At a glance, the costumes, the staging, and the props were all simple: wine bottles, a suitcase, a table, some boxes, and some pictures. As the play progressed, the intent behind each stylistic choice became clear: each was positioned with a specific purpose. What was remarkable was the use of sounds on stage. To keep a check on the father, the character Lily had a baby monitor. Stylistically, however, it played an important role in adding intensity to scenes of conflict where the sisters physically fought, or hesitated to reply, the quickened breaths creating an increasingly pressurised atmosphere. Yet, the duality of the play allowed even the sounds to be used comically as at one point when the father’s breathing stopped: rather than the expected flatline sound, the tension was diffused immediately with the sound of his flatulence.
The physicality of the actors must also be applauded. At times eliciting laughter with the comedic impressions arising from a toupee, while at another point during Sarah’s breakdown, the stage direction of being ‘collapsed on her haunches’ was portrayed so viscerally that I felt the urge to comfort the actor. The performance spectacularly encapsulated the character’s fragility in the scene: she is completely defeated in the face of all the accumulating dread and the prospect of becoming like her father: ‘loveless’, ‘friendless’, ‘totally unremembered’.
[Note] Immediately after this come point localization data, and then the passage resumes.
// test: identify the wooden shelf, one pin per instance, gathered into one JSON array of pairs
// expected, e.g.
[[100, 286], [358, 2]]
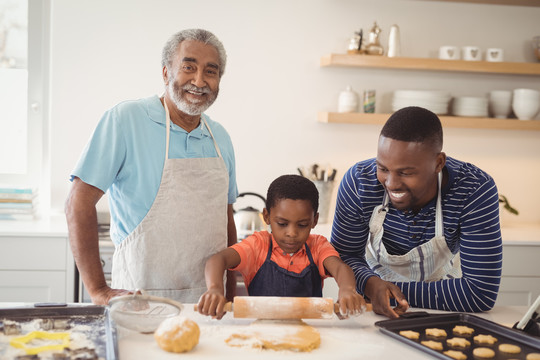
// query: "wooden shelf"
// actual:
[[385, 62], [447, 121]]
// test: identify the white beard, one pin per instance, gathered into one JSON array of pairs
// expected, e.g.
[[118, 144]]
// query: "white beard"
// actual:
[[188, 108]]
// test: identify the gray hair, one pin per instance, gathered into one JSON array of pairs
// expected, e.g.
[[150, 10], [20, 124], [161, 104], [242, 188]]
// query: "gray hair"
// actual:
[[204, 36]]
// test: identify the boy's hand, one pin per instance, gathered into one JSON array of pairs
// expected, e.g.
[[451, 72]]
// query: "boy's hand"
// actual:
[[211, 303], [350, 303]]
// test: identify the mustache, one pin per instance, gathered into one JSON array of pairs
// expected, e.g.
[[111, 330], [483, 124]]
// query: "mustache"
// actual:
[[189, 87]]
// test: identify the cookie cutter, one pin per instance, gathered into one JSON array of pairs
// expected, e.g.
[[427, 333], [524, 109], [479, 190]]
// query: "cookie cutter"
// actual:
[[21, 342]]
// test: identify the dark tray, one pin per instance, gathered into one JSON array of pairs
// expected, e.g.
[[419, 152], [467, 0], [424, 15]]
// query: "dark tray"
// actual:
[[99, 327], [422, 320]]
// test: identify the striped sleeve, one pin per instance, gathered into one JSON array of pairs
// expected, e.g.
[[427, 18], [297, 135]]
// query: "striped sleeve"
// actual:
[[356, 195], [471, 226]]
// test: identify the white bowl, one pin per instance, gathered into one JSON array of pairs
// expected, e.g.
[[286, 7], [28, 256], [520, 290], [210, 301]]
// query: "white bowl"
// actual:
[[500, 103], [527, 94], [525, 109]]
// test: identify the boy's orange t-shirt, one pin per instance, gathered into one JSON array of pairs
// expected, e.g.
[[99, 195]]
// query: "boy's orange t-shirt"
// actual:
[[254, 248]]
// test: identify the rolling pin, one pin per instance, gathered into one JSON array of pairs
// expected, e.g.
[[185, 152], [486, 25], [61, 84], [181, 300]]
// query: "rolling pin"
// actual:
[[283, 308]]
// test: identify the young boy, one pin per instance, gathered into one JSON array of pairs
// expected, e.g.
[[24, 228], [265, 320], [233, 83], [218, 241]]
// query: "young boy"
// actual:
[[286, 262]]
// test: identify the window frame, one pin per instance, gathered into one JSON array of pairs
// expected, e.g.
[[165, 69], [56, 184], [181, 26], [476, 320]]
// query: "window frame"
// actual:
[[38, 153]]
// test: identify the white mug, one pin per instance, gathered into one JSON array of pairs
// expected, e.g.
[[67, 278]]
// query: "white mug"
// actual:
[[494, 54], [472, 53], [448, 52]]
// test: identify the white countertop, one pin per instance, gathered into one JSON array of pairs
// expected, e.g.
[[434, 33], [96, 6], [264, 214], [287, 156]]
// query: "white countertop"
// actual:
[[340, 339]]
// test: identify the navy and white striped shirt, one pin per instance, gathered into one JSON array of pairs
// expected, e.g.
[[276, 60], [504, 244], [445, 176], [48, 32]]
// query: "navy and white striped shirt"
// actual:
[[470, 205]]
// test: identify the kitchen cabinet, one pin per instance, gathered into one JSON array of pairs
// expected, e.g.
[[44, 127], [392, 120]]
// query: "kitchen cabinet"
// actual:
[[36, 269], [520, 283], [427, 64]]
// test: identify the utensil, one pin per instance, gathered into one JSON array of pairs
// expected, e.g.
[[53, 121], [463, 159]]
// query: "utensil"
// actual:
[[141, 312], [249, 220], [283, 308]]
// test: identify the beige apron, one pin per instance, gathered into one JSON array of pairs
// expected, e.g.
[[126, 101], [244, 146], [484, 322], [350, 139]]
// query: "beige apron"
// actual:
[[187, 223], [430, 261]]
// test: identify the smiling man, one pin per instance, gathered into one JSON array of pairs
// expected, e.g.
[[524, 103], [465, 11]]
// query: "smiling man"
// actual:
[[169, 171], [419, 228]]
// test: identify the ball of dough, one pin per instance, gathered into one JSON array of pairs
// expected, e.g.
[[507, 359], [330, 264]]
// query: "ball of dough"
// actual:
[[177, 334]]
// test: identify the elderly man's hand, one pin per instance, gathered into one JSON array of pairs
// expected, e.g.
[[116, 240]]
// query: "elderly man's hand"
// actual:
[[102, 295]]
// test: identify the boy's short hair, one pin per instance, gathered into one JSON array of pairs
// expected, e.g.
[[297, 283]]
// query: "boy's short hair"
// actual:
[[414, 124], [294, 187]]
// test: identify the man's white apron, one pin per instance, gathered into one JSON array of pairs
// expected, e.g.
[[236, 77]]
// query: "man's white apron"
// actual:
[[430, 261], [187, 223]]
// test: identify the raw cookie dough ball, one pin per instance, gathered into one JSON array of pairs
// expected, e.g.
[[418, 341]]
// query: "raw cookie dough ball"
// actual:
[[177, 334]]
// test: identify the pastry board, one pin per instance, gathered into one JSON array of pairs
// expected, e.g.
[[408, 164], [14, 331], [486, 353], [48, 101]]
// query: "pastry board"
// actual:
[[91, 322], [420, 321]]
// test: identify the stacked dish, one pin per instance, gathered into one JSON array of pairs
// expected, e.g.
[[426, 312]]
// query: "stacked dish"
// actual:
[[470, 106], [433, 100]]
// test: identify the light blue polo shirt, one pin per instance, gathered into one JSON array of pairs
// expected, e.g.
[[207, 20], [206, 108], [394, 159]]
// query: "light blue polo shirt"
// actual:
[[126, 154]]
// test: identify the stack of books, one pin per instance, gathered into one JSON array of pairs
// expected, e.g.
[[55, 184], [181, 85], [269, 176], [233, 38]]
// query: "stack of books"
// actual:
[[18, 203]]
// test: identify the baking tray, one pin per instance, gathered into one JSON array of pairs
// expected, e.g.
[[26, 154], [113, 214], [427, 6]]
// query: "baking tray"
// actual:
[[95, 323], [422, 320]]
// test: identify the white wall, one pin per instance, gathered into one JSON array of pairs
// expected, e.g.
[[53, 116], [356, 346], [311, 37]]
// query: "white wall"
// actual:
[[104, 52]]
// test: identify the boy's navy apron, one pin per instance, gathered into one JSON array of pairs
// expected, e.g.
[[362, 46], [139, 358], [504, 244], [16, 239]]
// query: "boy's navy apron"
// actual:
[[273, 280]]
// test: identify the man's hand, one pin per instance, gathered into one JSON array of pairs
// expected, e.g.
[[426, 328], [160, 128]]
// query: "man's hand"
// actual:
[[211, 303], [350, 303], [380, 292]]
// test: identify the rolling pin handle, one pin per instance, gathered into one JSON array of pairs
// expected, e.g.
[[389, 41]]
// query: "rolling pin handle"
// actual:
[[226, 307]]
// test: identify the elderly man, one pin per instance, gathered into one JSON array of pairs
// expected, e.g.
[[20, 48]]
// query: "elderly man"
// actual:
[[417, 227], [170, 175]]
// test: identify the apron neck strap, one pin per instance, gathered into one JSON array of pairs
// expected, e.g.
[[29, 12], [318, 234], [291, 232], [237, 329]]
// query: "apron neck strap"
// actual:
[[168, 130], [438, 207]]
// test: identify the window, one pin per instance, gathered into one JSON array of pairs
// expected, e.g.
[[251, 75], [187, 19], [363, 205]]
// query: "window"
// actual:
[[24, 33]]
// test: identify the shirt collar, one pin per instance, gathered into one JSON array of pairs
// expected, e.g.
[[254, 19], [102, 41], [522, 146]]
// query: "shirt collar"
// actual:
[[156, 112], [276, 248]]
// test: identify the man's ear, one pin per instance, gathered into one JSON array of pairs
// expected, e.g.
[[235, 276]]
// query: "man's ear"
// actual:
[[441, 161], [266, 216], [165, 75]]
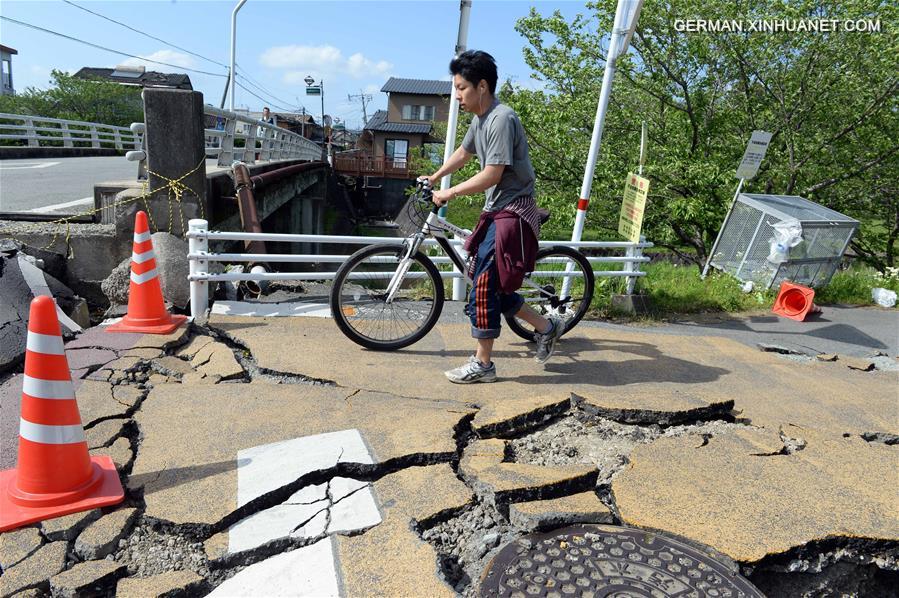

Dickins writes that ‘love and hate are tightly helixed’. This duality was ultimately mirrored in every aspect of Wren Talbot-Ponsonby and Lily Massey’s performance. The dichotomy of the sisters and the juggling of universal topics of death, love and family punctuated with humorous interjections essentially characterised this play as the coming together and reconciliation of not just two sisters, but the reconciliation of the multivalence of what it means to love family. The organic interactions of the actors certainly showcased this very notion of sisterhood being so intricately linked, simultaneously a cage, yet something so very integral to the pair, each longing for a connection. It was the nuances of the actors’ body language from the initial uncomfortable shifting eye contact, the inconspicuous fiddling of rings and subtle clenching of fingers during intense moments to the hesitancy in the final climactic hug, hindered previously by external interruptions, that truly portrayed the familiarity of the sisters with each other and the ache of their past separation.
Talking to the actors and the director after the show’s closing night at the theatre was illuminating. The fact that none of the actors have sisters, or that they only had a week and a half of face-to-face rehearsals and yet put on such a gripping performance stands as a testament to their skill and the director’s, Libby Alldread, in bringing forward such effortless fluidity in the scenes. Not a second was unaccounted for, not a second was out of place, and yet each moment was so natural, so fluent, and so taut in its delivery, that even the stagehand placing take-away boxes on the table mid-performance did not suspend the belief in the fictitious reality unfolding on stage. On asking the actors and director whether they thought the sisters did speak to each other again after the end of the play, Talbot-Ponsonby who played the older sister characteristically suggested that Sarah probably sent a picture of her cat in a WhatsApp message with no context.
I left the theatre with one thought on my mind: I can’t wait to call my sister!